これらの固有の特徴が、フタバサウルスが世界でも他に類を見ない、新属新種の首長竜であることを証明する決め手となりました。
サメの襲撃:化石に残された事件の痕跡

発見されたフタバサウルスの化石の周りからは、80本以上ものサメの歯が見つかりました。これらの歯は、当時の海に生息していたクレトラムナ(Cretalamna)やスクアリコラックス(Squalicorax)といった種類のサメのものと特定されています。フタバサウルスの骨には、これらのサメに噛まれたと思われる傷跡も残っていました。
これが、生きたフタバサウルスがサメの群れに襲われたのか、あるいは死後にその亡骸を食べられたのかは定かではありませんが、当時の日本の海で繰り広げられた厳しい生存競争の様子を、生々しく今に伝えています。

フタバサウルスの発見と学名

フタバサウルスは、和名:フタバスズキリュウ(双葉鈴木竜)として日本で最も有名な首長竜です。

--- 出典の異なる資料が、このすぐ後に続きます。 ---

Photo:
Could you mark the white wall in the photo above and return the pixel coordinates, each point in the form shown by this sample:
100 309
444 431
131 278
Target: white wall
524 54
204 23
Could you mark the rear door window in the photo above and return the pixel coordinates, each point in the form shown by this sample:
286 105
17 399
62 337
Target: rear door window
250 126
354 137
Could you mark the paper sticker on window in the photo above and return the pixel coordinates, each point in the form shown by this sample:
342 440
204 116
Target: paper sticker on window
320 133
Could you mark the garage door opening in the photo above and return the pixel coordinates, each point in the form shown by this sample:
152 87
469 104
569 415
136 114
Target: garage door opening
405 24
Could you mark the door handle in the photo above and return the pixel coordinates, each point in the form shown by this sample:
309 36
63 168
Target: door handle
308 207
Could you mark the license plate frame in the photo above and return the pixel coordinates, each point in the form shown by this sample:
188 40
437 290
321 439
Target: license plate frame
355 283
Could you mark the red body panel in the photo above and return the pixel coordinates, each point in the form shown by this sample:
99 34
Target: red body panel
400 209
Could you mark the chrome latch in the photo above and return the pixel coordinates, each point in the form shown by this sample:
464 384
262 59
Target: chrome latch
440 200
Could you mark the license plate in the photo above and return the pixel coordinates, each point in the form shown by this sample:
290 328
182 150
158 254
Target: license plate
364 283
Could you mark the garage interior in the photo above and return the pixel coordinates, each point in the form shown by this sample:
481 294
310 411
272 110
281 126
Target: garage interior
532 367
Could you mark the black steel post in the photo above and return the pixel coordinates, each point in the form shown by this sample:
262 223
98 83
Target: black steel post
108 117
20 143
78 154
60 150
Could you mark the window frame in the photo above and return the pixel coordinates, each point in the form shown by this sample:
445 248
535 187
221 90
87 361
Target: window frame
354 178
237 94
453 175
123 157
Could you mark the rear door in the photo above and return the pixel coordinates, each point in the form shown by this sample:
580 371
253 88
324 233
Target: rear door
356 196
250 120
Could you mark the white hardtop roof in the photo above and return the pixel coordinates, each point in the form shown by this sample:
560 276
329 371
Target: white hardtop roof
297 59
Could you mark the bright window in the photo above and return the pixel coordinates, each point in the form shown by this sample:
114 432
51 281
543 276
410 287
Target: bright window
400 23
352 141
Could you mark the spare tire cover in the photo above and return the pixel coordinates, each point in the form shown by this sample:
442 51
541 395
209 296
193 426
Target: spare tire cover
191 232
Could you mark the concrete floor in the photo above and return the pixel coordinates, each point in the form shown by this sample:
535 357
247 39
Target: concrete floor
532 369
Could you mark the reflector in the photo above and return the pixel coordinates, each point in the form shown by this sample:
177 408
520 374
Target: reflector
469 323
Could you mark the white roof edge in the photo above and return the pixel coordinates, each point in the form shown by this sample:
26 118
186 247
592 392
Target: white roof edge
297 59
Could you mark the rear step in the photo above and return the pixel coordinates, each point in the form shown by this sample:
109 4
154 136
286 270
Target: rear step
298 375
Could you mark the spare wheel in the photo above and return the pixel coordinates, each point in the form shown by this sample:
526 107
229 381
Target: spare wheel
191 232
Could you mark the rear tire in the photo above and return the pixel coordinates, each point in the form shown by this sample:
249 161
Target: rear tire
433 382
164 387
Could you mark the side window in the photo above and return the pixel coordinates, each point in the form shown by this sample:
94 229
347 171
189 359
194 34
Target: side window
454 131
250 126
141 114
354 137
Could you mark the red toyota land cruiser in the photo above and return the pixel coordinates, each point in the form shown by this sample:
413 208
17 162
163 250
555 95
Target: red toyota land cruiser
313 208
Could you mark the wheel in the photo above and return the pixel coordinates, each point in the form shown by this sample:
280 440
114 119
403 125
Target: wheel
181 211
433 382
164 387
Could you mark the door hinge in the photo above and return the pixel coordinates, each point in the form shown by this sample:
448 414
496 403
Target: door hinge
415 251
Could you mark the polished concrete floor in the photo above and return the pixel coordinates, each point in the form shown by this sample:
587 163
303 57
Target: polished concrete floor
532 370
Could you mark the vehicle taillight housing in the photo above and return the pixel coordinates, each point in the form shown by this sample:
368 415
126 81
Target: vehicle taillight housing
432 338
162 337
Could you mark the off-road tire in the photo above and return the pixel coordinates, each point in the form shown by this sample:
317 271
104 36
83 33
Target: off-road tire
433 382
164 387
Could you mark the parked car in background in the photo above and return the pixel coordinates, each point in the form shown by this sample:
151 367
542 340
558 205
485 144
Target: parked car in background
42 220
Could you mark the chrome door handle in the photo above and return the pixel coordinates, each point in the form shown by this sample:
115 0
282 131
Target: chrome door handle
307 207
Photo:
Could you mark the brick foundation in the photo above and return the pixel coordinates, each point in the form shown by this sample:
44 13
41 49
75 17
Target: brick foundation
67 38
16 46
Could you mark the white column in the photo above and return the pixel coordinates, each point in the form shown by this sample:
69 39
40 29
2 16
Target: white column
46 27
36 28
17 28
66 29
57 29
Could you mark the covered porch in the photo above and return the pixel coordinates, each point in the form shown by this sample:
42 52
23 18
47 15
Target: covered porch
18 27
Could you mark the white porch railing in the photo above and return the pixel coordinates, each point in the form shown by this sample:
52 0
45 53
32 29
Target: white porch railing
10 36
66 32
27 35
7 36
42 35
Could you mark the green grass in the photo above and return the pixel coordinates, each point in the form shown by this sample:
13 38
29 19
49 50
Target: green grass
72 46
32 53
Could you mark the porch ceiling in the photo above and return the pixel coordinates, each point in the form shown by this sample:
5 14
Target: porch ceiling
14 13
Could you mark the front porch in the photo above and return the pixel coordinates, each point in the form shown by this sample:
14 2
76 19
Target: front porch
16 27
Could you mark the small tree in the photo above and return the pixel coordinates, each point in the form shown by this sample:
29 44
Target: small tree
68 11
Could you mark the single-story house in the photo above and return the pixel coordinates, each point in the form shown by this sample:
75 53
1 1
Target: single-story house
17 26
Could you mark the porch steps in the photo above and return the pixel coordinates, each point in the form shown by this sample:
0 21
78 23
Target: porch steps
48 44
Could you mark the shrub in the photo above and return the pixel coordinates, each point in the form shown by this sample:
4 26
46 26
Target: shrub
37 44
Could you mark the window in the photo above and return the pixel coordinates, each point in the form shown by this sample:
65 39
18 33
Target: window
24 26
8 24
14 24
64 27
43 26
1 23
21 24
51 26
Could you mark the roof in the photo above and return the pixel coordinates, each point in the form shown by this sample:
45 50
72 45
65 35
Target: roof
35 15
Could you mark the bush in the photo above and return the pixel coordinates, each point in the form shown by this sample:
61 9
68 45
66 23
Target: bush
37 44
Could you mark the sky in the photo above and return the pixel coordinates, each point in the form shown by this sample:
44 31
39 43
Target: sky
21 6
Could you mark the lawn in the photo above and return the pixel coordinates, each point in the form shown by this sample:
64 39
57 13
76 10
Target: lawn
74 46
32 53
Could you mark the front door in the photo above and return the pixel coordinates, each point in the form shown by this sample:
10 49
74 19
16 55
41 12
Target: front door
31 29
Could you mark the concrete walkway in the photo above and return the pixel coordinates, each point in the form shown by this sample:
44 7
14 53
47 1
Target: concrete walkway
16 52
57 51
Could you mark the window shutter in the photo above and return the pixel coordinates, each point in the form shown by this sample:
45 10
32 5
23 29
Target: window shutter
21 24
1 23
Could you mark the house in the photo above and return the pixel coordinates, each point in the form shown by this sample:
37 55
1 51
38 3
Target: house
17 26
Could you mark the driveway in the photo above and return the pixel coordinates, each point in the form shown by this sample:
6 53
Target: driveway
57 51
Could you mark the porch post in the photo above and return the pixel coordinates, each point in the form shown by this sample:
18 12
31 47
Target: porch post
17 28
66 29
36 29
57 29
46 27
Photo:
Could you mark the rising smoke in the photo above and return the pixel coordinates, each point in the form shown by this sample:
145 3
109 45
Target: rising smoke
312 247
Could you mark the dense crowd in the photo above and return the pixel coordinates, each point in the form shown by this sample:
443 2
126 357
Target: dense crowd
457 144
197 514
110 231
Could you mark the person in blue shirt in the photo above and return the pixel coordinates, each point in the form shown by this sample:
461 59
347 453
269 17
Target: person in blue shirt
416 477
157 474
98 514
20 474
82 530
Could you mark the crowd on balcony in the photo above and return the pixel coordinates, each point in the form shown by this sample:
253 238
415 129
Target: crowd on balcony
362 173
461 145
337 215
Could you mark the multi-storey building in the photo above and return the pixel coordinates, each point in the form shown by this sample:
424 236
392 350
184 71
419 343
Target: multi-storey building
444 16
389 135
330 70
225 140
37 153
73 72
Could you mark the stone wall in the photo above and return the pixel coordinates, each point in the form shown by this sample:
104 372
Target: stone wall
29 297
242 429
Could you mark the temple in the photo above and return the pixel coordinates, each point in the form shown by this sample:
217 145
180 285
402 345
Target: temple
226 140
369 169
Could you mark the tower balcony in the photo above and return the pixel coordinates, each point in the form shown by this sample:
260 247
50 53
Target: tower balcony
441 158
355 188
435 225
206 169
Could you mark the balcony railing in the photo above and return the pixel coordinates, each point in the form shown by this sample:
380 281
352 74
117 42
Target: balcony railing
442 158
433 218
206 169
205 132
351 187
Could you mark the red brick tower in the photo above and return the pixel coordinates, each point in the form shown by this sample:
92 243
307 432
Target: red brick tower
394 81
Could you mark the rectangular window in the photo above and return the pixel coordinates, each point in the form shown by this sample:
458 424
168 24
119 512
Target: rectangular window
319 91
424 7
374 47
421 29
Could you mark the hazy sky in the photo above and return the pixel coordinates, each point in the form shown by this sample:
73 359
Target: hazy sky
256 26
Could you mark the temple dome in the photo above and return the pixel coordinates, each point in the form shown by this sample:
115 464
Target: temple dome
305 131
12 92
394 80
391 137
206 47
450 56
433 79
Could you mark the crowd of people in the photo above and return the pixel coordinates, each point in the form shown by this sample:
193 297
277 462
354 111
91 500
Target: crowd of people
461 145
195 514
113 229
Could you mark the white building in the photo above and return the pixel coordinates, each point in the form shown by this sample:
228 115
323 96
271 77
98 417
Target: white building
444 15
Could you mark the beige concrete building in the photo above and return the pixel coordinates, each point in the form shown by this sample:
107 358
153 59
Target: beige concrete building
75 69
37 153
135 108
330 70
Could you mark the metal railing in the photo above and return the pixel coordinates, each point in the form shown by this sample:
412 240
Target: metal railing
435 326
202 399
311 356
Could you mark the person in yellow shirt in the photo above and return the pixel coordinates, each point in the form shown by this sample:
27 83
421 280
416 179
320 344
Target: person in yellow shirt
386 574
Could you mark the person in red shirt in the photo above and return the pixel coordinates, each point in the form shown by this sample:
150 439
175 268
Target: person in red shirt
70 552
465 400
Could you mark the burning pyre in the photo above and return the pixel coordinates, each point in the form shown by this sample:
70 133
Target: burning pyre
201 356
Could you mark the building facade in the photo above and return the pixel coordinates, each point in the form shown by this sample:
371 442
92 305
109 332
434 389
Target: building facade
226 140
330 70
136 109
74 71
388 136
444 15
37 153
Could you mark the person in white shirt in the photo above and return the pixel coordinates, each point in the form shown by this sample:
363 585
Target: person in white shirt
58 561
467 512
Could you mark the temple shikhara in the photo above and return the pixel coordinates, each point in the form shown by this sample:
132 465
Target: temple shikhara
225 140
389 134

その発見は、一人の高校生の情熱から始まりました。
1968年、当時高校2年生だった鈴木直(すずきただし)さんが、福島県いわき市の自宅近くを流れる大久川の河岸で、サメの歯の化石を探している最中に、見慣れない巨大な骨を発見しました。これが、日本で初めてほぼ全身が揃った首長竜の化石の発見の瞬間でした。
この発見は日本の古生物学界に大きな衝撃を与えましたが、比較できる良い標本がなかったため、長らく新種として断定できずにいました。しかし、38年という長い年月を経た2006年、ついに新属新種であることが認められ、発見地の「双葉層群」と発見者の「鈴木さん」に敬意を表して、Futabasaurus suzukii(フタバサウルス・スズキイ)という学名が与えられたのです。
もう一体の「フタバサウルス」?
実は、首長竜にこの名前が正式に付けられる前、福島県で発見された別の恐竜(獣脚類)に対して、日本の研究者が非公式に「フタバサウルス」という愛称を使っていました。しかし、この獣脚類は正式な学名として記載されることはなく、2006年に首長竜がFutabasaurus suzukiiとして記載されたことで、この名前は晴れて首長竜「フタバスズキリュウ」のものとなりました。